The questions could have had no other purpose than to create prejudice in the minds of the jury, and it was certain that such would be the result. The admission of the testimony was prejudicial error, and calls for a reversal of the judgment. The introduction of such testimony has been repeatedly disapproved in this circuit, Glover v. United States, 147 F. 426, 77 C.C.A. 450, 8 Ann. Cas. 1184; Grantello v. United States (C.C.A.) 3 F.2d 117; Wilson v. United States (C.C.A.) 4 F.2d 888; Tucker v. United States (C.C.A.) 5 F.2d 818; Terzo v. United States (C.C.A.) 9 F.2d 357; and in other circuits also, Guilbeau v. United States, 288 F. 731 (C.C.A. 5); Newman v. United States, 289 F. 712 (C.C.A. 4); Mercer v. United States, 14 F.2d 281 (C.C.A. 3).

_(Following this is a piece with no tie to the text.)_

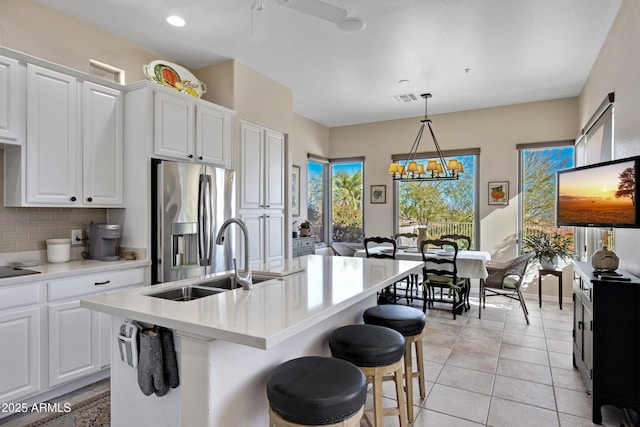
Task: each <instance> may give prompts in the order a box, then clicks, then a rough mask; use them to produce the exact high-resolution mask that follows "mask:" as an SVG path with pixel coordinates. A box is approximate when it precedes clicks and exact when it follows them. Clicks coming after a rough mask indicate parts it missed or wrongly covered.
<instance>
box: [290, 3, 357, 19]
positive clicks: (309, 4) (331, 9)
mask: <svg viewBox="0 0 640 427" xmlns="http://www.w3.org/2000/svg"><path fill="white" fill-rule="evenodd" d="M278 3H280V4H281V5H283V6H285V7H288V8H291V9H294V10H297V11H298V12H302V13H306V14H307V15H311V16H315V17H318V18H320V19H324V20H326V21H329V22H333V23H334V24H339V23H340V22H342V21H343V20H344V19H345V18H346V17H347V10H346V9H342V8H341V7H337V6H333V5H331V4H329V3H325V2H323V1H321V0H278Z"/></svg>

The twenty-first assignment of error challenges the action of the court in denying motion for directed verdict in favor of defendant at close of the government's case. The record discloses that defendant introduced evidence in his own behalf after the denial of the motion. The error, if there was one, was thereby waived. Youngblood v. United States, 266 F. 795 (C.C.A. 8); Lucas v. United States, 15 F.2d 32 (C.C.A. 8), opinion filed October 4, 1926.
The twenty-second, twenty-fifth, and twenty-sixth assignments of error attempt to raise the question whether the court erred in not directing a verdict for defendant at close of all the evidence. As no motion was made for a directed verdict at that time, there is no foundation for these assignments of error.
The twenty-third assignment of error sets up the claim that no crime was charged against defendant. We have examined the indictment and find it sufficient.
We have also examined the remaining assignments of error, but have found nothing calling for special mention.
For the errors pointed out, the judgment must be reversed, and a new trial granted. It is so ordered.